When he’s not drumming the yuks on Kim’s Convenience, local actor Andrew Phung frequents Loose Moose to present his show Kill Hard – inspired by classic action movies.

It takes much more than a movie simply being set at Christmas time to qualify as a Christmas classic (otherwise we’d have to include flicks like Iron Man 3), but Phung argues that Die Hard has all the elements of a classic Christmas movie.

“We have a man looking for redemption – he’s Scrooge in a certain way,” Phung explains.

“He needs an attitude adjustment and he goes through this whole experience that, at the end of the day, makes him revaluate life and revaluate what’s important.”

Erin Craig, President of the University of Calgary Film Society, said Die Hard was actually a family tradition every Christmas. The whole basis of the plot is about a man who's estranged from his family.

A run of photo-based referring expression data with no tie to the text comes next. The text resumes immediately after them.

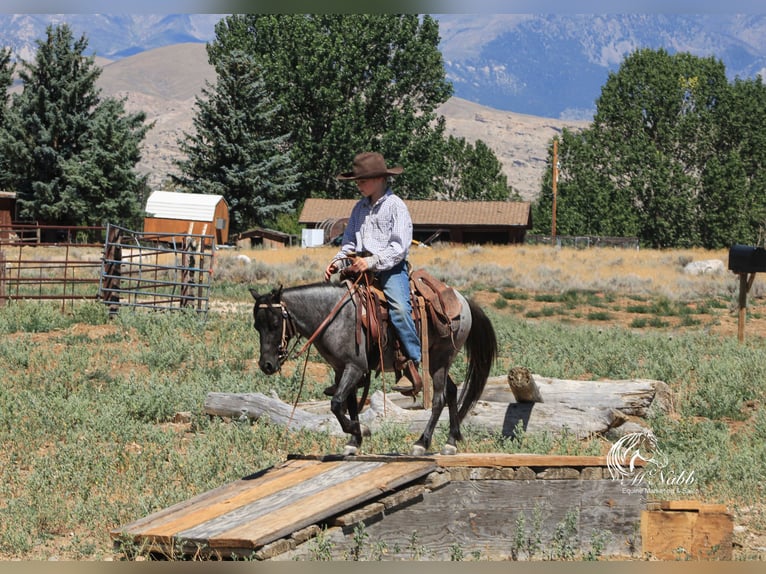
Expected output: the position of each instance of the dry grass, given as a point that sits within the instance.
(538, 268)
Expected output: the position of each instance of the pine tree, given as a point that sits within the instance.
(236, 150)
(347, 83)
(7, 68)
(71, 153)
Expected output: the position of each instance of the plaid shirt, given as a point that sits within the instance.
(383, 229)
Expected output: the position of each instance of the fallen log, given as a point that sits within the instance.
(490, 416)
(633, 397)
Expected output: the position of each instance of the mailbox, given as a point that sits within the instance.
(747, 259)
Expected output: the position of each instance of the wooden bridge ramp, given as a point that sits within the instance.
(240, 517)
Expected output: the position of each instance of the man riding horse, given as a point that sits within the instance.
(377, 239)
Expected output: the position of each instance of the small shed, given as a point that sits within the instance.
(169, 212)
(7, 212)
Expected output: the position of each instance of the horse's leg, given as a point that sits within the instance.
(439, 378)
(454, 421)
(341, 402)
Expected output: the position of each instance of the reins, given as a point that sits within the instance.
(289, 330)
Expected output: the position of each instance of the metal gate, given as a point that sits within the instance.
(51, 263)
(155, 270)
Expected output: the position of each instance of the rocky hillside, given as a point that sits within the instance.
(164, 82)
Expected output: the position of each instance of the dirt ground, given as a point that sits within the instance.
(749, 532)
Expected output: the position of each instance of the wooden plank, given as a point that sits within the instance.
(681, 535)
(692, 505)
(325, 501)
(221, 493)
(226, 506)
(517, 460)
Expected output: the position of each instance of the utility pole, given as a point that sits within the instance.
(555, 179)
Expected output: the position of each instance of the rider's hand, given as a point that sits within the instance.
(331, 268)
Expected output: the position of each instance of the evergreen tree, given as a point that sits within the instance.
(349, 83)
(237, 150)
(70, 153)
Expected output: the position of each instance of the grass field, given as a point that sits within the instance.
(105, 418)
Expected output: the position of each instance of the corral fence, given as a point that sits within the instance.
(45, 262)
(582, 241)
(114, 265)
(156, 270)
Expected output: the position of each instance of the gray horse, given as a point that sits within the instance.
(327, 315)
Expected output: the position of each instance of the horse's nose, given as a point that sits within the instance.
(267, 366)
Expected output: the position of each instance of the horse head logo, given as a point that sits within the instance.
(631, 451)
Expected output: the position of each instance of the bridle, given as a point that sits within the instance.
(288, 324)
(288, 330)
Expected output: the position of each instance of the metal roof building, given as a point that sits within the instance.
(196, 213)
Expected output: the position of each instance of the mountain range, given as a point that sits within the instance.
(550, 65)
(518, 79)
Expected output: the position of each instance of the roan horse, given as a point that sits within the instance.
(326, 314)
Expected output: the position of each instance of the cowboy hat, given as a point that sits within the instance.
(368, 165)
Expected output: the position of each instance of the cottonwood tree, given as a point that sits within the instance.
(651, 156)
(346, 83)
(69, 153)
(237, 149)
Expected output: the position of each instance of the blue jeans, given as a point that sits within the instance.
(395, 283)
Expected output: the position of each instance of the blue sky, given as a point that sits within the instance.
(421, 6)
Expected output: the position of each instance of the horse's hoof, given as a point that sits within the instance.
(418, 450)
(449, 449)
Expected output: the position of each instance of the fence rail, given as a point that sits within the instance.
(117, 266)
(582, 241)
(46, 262)
(156, 271)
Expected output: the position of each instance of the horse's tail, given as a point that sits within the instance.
(481, 351)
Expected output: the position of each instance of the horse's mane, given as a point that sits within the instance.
(313, 286)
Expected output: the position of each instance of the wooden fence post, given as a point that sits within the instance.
(2, 278)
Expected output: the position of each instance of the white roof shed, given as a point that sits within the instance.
(187, 206)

“The film is interesting because it challenges a lot of patriarchal expectations, which were going on near the end of second-wave feminism,” Craig explained.

“Holly’s understanding of what she knows to be a family does not align with John’s expectations. So there’s a problem there. The basis of how it all comes together, how it becomes a Christmas movie, is reconciliation in time for Christmas – in order for John to see his kids and get back together with his family.”

Yes there’s a legendary villain, great one-liners and at one point McClane gets a machine gun (ho, ho, ho), but McClane’s true victory comes in the form of getting back his family – a theme recurrent of most, if not all, classic Christmas tales.

The big issue is the violence

Megan Garber at the Atlantic called Home Alone “sadistically violent.” Home Alone is ostensibly a holiday classic.

It’s an important point to make, because while Die Hard shows actual blood and bullets, it’s done with a serious tone.

An eight-year-old named Kevin McCallister, on the other hand, gleefully takes part in: burning Harry with a blowtorch, knocking out Harry’s tooth with a paint can, pushing a hot iron into Marv’s face and so much more.

Heck, Die Hard and Home Alone both feature characters stepping barefoot over sharp objects (glass and ornaments, respectively).

“You want to talk about violence?” Phung said.

“We’re talking about a cop that goes into building to fight terrorists, to save people who have been held hostage. On the flip side, an eight-year-old boy is left home alone (so, child abandonment) and now he’s using the most ridiculous and painful torture techniques to torture two prisoners who have escaped jail. That’s more violent. That’s so over-the-top.

“The thing is, kids are watching Home Alone. I think with Die Hard, you would know not to show a child this movie, but Home Alone is a beloved movie for children, and that’s scary.”

It’s important to note Phung is a proud parent, so child-safe content is not unfamiliar territory.

Craig points out that you’re likely not going to show a young child Die Hard, but just because it’s not geared toward children doesn’t mean that it’s not a holiday film.

In fact, it’s because Die Hard stands out with more mature elements that should make it part of the Christmas rotation, without constantly having to defend it.

“There should be a good variety – why not watch some violence, cursing and whatnot?” she said.